Aan de Voorzitter van de Tweede Kamer der Staten-Generaal

Den Haag, 1 februari 2018

Inleiding

Hierbij bied ik u de geannoteerde agenda aan ten behoeve van de bijeenkomst van de NAVO-Ministers van Defensie op 14 en 15 februari a.s. te Brussel. Voorafgaand aan de bijeenkomst komt de Nuclear Planning Group bijeen. Tijdens de werklunch, de twee werksessies en het werkdiner spreken de Ministers over de modernisering van de NAVO, EU-NAVO samenwerking, lastenverdeling en de Deterrence & Defence Posture van de NAVO als ook het onderwerp Projecting Stability.

Werklunch

Lastenverdeling

Tijdens de speciale NAVO-bijeenkomst van staatshoofden en regeringsleiders op 25 mei 2017 stond het verbeteren van de interne financiële en militaire lastenverdeling centraal (Kamerstuk 28 676, nr. 273). Destijds is afgesproken dat alle bondgenoten jaarlijks gaan rapporteren over hun defensie-uitgaven. Hiermee geven de bondgenoten aan waar zij staan met de nationale uitvoering van hun deel van de Defence Investment Pledge. In de rapportages lichten de bondgenoten toe:

  • 1. hoe zij van plan zijn hun defensie-uitgaven te verhogen in de richting van 2 procent BBP en een investeringsquote van 20 procent dan wel, indien zij hier al aan voldoen, hoe zij dat ook de komende jaren zullen blijven doen;

  • 2. in welke mate additionele financiële middelen zullen worden gebruikt om capaciteiten aan te schaffen waar de NAVO om vraagt;

  • 3. welke bijdragen aan missies en operaties binnen en buiten NAVO-kader zij voor ogen hebben in het komende kalenderjaar.

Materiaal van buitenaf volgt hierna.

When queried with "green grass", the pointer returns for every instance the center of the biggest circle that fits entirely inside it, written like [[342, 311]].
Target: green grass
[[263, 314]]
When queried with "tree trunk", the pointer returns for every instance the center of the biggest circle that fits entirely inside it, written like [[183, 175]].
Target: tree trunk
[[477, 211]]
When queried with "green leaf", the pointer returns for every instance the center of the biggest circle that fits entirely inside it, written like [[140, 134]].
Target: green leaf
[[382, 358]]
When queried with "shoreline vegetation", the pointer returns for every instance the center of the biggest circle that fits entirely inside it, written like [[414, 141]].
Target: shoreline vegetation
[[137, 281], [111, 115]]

Alle bondgenoten, zo ook Nederland, hebben eind 2017 hun nationale rapportages aan de NAVO aangeboden. De Secretaris-Generaal van de NAVO heeft deze gegevens gebundeld en de defensieministers zullen een politieke discussie hebben over burden sharing, mede ter voorbereiding op de aankomende NAVO-Top van 11 en 12 juli a.s.

Werkdiner

EU-NAVO samenwerking

In aanwezigheid van de EU Hoge Vertegenwoordiger Mogherini zal tijdens het diner worden gesproken over Europese defensiesamenwerking, met name over permanent gestructureerde samenwerking (PESCO), militaire mobiliteit en het Europees Defensiefonds (EDF).

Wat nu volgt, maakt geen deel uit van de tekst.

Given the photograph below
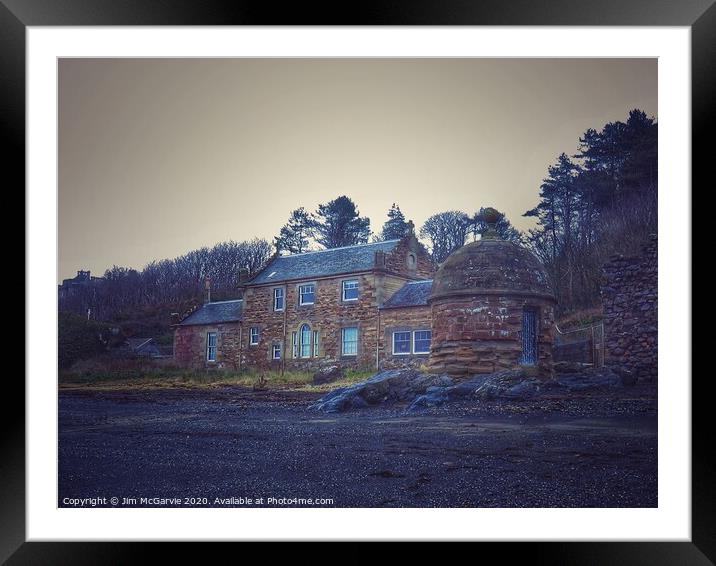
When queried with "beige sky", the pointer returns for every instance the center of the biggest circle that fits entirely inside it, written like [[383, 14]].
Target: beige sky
[[161, 156]]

PESCO is op 11 december jongstleden per EU-Raadsbesluit opgericht (Kamerstuk 21 501-02, nr. 1813). Met een verklaring zijn de eerste PESCO-voorstellen bekend gemaakt. Het Nederlandse project om de militaire mobiliteit in de EU te verbeteren behoort tot de eerste projecten en is qua aantal deelnemers het grootste PESCO-project (24 deelnemende landen). Nederland zal op korte termijn met dit project starten.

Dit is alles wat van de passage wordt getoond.